Posted on: Friday, June 28, 2002

Punahou grad, venture capitalist Daniel Case

By Frank Cho
Advertiser Staff Writer

Since his middle school days at Punahou, Daniel H. Case's curiosity and a thirst for adventure pushed and pulled him from one entrepreneurial venture to the next until he found the perfect match in California's high-flying technology sector.

Case, chairman of J.P. Morgan Chase's JPMorgan H&Q division, played a key role in forging Wall Street's fascination with young Internet companies in the late 1990s and was one of its best-known investment bankers.

He died Wednesday morning at his home in the Bay Area among his friends and family after a yearlong battle with brain cancer. He was 44.

Case was just 34 when, in 1992, he became chief executive officer of the fabled San Francisco-based technology investment bank, Hambrecht & Quist, and presided over some of the Internet economy's most efflorescent IPOs, including Netscape and Amazon .com.

Born in Honolulu, the Rhodes scholar graduated from Punahou School and earned a bachelor's degree in economics from Princeton University.

When William Hambrecht, co-founder of Hambrecht & Quist, asked faculty at Princeton to recommend the school's "smartest student" for a summer internship, they sent him Case.

Case worked his way through Hambrecht & Quist's corporate finance, venture capital and mergers and acquisitions departments before becoming co-chief executive in 1992 and sole chief executive in 1994. He was named chairman in 1998. In 1999, two years after an aborted attempt to sell Hambrecht & Quist to Merrill Lynch & Co., Case sold the 31-year-old firm to Chase Manhattan Corp., now called J.P. Morgan Chase, for $1.2 billion.

While struggling with cancer, Case created a foundation called Accelerating a Brain Cancer Cure, with his brother Steve Case, chairman of AOL Time Warner, and their wives.

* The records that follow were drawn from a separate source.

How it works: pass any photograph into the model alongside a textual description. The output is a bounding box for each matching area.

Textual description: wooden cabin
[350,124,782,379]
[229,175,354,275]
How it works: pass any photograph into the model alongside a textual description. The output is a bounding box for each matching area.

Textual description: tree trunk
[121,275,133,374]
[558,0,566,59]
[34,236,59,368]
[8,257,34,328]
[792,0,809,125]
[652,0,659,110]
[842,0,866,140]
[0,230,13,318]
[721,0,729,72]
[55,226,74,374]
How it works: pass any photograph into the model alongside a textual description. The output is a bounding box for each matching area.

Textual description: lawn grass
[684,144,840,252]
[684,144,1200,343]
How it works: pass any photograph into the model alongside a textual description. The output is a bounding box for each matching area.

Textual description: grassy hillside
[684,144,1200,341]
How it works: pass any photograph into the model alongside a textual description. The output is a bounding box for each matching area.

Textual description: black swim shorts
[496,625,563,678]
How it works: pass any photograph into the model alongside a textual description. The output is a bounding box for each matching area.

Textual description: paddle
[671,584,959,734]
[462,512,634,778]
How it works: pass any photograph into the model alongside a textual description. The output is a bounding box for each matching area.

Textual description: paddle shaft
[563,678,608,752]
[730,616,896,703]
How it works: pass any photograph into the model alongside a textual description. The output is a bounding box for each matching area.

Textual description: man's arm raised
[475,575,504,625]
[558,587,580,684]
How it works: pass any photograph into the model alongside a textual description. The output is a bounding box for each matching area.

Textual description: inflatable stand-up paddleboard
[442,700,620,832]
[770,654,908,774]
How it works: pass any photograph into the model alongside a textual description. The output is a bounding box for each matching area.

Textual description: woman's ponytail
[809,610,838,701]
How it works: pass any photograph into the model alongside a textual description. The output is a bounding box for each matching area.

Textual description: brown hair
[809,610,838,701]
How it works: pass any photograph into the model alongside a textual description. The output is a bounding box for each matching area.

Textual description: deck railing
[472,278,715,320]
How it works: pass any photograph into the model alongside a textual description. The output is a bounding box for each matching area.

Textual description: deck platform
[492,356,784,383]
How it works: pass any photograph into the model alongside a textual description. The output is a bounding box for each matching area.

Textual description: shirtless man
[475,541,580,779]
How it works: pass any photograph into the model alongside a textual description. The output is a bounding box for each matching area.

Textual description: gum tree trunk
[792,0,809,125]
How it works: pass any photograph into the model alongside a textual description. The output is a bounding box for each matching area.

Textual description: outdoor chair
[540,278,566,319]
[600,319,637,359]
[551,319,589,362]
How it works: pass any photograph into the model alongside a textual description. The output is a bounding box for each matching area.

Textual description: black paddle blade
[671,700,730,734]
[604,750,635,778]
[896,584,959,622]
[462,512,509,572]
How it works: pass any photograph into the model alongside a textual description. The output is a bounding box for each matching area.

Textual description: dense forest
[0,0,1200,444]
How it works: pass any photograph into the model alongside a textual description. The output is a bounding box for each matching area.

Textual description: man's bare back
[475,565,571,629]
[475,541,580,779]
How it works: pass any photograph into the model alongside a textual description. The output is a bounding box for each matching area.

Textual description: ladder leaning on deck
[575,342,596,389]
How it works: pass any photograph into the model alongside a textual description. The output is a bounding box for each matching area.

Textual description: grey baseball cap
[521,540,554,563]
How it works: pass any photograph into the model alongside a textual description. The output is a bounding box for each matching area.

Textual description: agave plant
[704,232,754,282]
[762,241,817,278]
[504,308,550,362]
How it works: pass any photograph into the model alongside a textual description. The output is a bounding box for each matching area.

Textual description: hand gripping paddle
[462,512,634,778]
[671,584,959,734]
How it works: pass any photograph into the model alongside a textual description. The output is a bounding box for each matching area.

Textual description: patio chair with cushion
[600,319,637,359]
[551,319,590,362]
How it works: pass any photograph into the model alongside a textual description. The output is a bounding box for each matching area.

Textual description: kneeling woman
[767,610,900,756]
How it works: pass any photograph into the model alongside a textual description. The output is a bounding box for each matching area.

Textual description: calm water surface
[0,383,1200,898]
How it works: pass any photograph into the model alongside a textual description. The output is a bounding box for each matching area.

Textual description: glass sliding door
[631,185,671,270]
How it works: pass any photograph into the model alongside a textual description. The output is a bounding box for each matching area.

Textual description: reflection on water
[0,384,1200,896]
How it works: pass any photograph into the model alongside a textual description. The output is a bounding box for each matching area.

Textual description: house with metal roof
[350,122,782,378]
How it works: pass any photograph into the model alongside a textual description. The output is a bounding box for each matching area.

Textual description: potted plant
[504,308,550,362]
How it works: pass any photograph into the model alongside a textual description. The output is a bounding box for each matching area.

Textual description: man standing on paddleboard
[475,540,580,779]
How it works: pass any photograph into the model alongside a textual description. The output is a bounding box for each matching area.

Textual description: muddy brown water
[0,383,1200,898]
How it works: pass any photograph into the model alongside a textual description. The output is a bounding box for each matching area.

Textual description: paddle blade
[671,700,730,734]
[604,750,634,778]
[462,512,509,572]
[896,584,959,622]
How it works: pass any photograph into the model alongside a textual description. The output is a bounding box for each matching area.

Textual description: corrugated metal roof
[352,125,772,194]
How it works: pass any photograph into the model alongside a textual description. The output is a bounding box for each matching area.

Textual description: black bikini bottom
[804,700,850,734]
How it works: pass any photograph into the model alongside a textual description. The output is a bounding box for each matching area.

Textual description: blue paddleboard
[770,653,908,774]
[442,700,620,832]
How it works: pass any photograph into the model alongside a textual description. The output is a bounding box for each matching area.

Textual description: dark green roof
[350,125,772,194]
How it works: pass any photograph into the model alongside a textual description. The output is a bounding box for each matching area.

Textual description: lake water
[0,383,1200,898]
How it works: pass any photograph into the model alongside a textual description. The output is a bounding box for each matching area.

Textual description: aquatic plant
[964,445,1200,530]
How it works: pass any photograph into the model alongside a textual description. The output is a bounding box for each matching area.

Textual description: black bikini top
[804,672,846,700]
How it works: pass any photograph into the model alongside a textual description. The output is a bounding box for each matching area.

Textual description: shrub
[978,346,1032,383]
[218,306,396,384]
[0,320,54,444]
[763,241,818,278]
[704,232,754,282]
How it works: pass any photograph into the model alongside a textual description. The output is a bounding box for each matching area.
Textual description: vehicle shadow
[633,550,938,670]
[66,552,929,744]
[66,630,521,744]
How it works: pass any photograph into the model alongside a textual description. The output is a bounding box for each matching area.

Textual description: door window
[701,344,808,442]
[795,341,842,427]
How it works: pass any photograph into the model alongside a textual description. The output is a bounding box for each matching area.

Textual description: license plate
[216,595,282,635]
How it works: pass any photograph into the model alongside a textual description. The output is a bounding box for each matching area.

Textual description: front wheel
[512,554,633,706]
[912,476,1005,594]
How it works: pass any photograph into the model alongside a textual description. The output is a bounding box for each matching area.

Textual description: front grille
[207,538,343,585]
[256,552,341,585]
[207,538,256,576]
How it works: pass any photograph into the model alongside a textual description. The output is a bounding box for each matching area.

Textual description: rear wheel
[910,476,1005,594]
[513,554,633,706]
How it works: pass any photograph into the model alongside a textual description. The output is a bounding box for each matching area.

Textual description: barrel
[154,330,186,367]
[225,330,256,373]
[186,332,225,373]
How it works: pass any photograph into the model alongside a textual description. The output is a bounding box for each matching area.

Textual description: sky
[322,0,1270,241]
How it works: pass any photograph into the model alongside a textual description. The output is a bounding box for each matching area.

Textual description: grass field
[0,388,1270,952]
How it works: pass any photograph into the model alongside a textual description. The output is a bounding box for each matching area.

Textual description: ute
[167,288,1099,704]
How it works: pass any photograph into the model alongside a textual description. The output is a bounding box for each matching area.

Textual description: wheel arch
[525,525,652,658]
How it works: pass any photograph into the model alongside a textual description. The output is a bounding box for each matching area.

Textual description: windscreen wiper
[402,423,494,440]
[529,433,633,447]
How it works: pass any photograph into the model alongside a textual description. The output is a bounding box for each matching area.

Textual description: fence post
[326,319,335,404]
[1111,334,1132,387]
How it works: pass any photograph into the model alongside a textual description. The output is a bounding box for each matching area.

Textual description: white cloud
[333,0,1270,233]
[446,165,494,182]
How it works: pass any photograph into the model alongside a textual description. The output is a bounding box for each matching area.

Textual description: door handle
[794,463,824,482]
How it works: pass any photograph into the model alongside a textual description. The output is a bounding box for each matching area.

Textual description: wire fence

Case is survived by his wife, Stacey Black Case, and his four children, Alexander, Winston, John Daniel and Charlotte. In addition, he leaves his parents, Dan and Carol Case, his brothers Steve and Jeff, and his sister, Carin.

Funeral services will be held at Grace Cathedral in San Francisco July 2 at 3:30 p.m. The family has asked that any gifts in Case's honor be made to ABC2. The family, which is in San Francisco, had not yet planned a Honolulu service.